Shedd spurs mating of tiny frogs that are shrinking in numbers
BY SOPHIA BAIRAKTARIS Staff Reporter firstname.lastname@example.org March 2, 2012 11:51PM
A Mantella frog on a finger shows significant size. | Brenna Hernandez~John G. Shedd Aquarium
Updated: April 5, 2012 8:05AM
It might be cold outside, but it’s steamy behind the scenes at the Shedd Aquarium’s frog exhibit.
Behind the public displays and away from view, 48 critically endangered frogs representing four species of mottled Mantella frogs are in the middle of their mating season.
It’s good that it’s happening here, because in the wilds of Madagascar and its nearby islands, the colorful frogs with poisonous skin are endangered due to habitat loss, said Stacy Wozniak, a senior aquarist who oversees the Mantellas at the Shedd.

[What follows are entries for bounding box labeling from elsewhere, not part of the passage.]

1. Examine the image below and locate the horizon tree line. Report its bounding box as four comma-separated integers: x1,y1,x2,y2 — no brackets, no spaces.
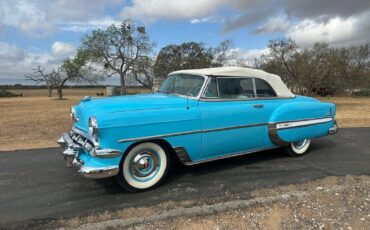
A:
25,20,370,99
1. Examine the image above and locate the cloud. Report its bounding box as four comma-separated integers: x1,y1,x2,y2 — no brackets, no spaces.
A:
0,41,25,63
51,41,76,59
59,17,121,32
236,48,269,66
0,0,122,38
0,41,76,84
254,15,290,34
286,12,370,47
121,0,227,21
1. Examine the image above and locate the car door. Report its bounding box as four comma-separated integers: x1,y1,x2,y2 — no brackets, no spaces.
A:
199,77,268,159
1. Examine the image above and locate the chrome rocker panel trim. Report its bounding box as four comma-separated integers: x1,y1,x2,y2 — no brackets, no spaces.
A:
268,117,338,146
175,146,279,166
57,131,122,179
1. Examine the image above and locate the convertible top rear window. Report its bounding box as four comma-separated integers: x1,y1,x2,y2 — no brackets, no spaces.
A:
204,76,277,100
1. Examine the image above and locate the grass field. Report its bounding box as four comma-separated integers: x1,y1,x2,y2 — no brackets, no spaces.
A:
0,89,370,151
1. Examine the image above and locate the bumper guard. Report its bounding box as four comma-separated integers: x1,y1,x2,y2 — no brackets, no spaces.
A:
57,131,121,179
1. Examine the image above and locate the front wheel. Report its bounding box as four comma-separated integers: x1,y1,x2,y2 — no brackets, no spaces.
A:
285,139,311,157
117,142,169,192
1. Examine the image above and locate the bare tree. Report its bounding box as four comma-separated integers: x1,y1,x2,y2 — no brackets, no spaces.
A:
211,39,236,66
82,20,154,94
131,57,154,89
52,50,101,100
25,65,53,97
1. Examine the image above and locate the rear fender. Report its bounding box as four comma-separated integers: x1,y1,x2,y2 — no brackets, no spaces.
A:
269,101,336,146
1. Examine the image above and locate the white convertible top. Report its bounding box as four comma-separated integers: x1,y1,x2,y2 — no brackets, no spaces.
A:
170,67,294,97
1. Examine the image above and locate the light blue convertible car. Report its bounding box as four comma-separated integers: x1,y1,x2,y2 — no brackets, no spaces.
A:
58,67,338,191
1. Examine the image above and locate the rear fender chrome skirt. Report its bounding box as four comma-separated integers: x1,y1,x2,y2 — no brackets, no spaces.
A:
268,117,338,146
57,128,122,179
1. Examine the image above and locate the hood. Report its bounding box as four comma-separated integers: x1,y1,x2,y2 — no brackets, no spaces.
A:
76,93,196,130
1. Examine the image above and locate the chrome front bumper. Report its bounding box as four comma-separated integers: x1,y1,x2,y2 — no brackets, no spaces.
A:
57,128,121,179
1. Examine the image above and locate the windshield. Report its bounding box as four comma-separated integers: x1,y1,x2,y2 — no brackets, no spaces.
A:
158,74,204,97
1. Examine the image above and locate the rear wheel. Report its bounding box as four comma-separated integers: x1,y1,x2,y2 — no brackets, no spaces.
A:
285,139,311,157
117,142,169,192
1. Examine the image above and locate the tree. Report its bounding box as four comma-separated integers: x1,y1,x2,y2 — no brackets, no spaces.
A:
211,39,236,67
258,39,370,94
82,20,154,94
25,65,53,97
52,50,100,100
153,42,213,79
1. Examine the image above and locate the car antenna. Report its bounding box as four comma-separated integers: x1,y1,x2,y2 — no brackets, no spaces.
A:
186,89,190,109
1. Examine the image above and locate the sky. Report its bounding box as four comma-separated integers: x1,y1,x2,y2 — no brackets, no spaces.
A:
0,0,370,84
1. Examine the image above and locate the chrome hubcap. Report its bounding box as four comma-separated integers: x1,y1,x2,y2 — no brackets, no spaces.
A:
131,151,159,181
293,139,307,149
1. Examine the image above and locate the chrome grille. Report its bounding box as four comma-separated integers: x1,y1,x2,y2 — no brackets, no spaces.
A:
69,128,98,152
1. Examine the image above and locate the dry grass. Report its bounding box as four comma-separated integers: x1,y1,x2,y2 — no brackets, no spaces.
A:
0,89,370,151
319,97,370,128
39,176,370,230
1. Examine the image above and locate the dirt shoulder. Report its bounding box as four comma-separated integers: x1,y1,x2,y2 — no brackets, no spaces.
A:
0,95,370,151
28,176,370,230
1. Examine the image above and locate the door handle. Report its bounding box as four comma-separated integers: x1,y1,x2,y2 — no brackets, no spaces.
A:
253,104,263,109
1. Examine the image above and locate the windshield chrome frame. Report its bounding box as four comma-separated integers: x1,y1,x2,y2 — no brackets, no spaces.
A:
156,73,208,100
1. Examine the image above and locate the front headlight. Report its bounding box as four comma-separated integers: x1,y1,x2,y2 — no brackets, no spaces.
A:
89,117,98,137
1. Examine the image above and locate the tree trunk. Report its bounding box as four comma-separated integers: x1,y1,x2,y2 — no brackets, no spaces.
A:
48,86,53,97
57,87,63,100
120,73,126,95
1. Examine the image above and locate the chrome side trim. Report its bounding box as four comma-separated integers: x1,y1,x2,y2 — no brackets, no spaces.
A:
268,117,336,146
200,96,296,102
91,149,122,158
118,130,202,143
118,123,268,143
268,123,289,146
276,117,333,129
184,146,278,166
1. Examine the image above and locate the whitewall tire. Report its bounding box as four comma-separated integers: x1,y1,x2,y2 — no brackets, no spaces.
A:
117,142,170,192
285,139,311,157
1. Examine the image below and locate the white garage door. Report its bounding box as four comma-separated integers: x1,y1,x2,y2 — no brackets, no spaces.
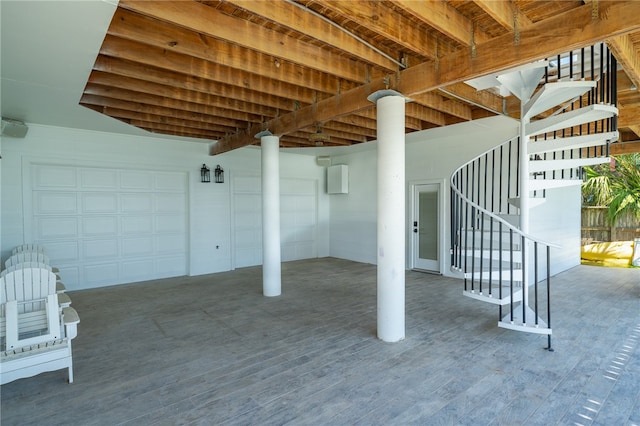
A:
233,176,318,268
25,164,187,289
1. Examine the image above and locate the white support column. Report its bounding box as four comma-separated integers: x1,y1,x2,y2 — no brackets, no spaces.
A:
518,101,531,300
369,90,406,342
256,133,281,297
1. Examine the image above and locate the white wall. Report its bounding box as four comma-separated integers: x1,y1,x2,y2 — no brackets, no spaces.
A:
0,124,329,288
330,117,580,275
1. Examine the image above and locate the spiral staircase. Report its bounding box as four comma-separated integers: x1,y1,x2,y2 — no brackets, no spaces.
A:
450,44,618,350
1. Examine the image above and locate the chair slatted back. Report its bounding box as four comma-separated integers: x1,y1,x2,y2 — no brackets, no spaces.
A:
4,251,50,269
0,268,56,313
11,243,47,254
0,268,62,350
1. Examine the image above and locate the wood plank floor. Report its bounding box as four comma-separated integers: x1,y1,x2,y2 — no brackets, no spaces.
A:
0,258,640,426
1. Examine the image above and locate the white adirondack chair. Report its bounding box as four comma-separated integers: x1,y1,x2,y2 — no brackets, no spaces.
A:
0,268,80,384
11,243,47,254
0,262,71,308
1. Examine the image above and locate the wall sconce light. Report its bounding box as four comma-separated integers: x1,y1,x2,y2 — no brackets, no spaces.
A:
200,164,211,183
213,164,224,183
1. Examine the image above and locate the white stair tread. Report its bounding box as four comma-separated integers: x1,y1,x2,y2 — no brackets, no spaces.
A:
524,81,596,118
529,157,611,173
463,248,522,264
526,104,618,136
529,179,582,191
498,306,551,334
462,286,522,306
527,131,620,154
507,197,547,208
497,63,545,102
464,268,522,284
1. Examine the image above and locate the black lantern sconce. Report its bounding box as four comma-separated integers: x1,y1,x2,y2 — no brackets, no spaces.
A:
213,164,224,183
200,164,211,183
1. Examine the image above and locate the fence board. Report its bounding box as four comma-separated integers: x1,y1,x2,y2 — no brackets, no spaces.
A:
582,206,640,245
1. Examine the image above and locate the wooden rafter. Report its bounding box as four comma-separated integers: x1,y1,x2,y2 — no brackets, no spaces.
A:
211,1,640,154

Although the population is still substantial, “it’s constantly getting smaller and smaller,” Wozniak said.
The Shedd has focused on breeding the frogs for the last two to three months, with impressive results, said George Parsons, director of aquarium collections.
The male frogs — which like their mates are about an inch tall and vary in color from gold to green — began “calling” the females in January, Wozniak said. The calls sound like a bird chirping and are meant to notify female frogs of a desire to breed.
Each female Mantella frog can produce as many as six “clutches,” or batches of eggs in a mating season, with 60 eggs per clutch, he said.
The females “get so large that you can see the eggs through their skin,” Wozniak said.
Very few tadpoles have been lost this season, which Wozniak credits to the Shedd’s ability to supply the frogs and tadpoles with the proper nutrients. The Mantella frogs eat crickets, fruit flies and springtails, a type of insect.
The new frogs will be introduced to the public exhibit — which has 25 frogs — in about two to three months.
There, visitors can look — but don’t touch. The Mantellas secrete pumiliotoxins through glands in their skin that can be poisonous.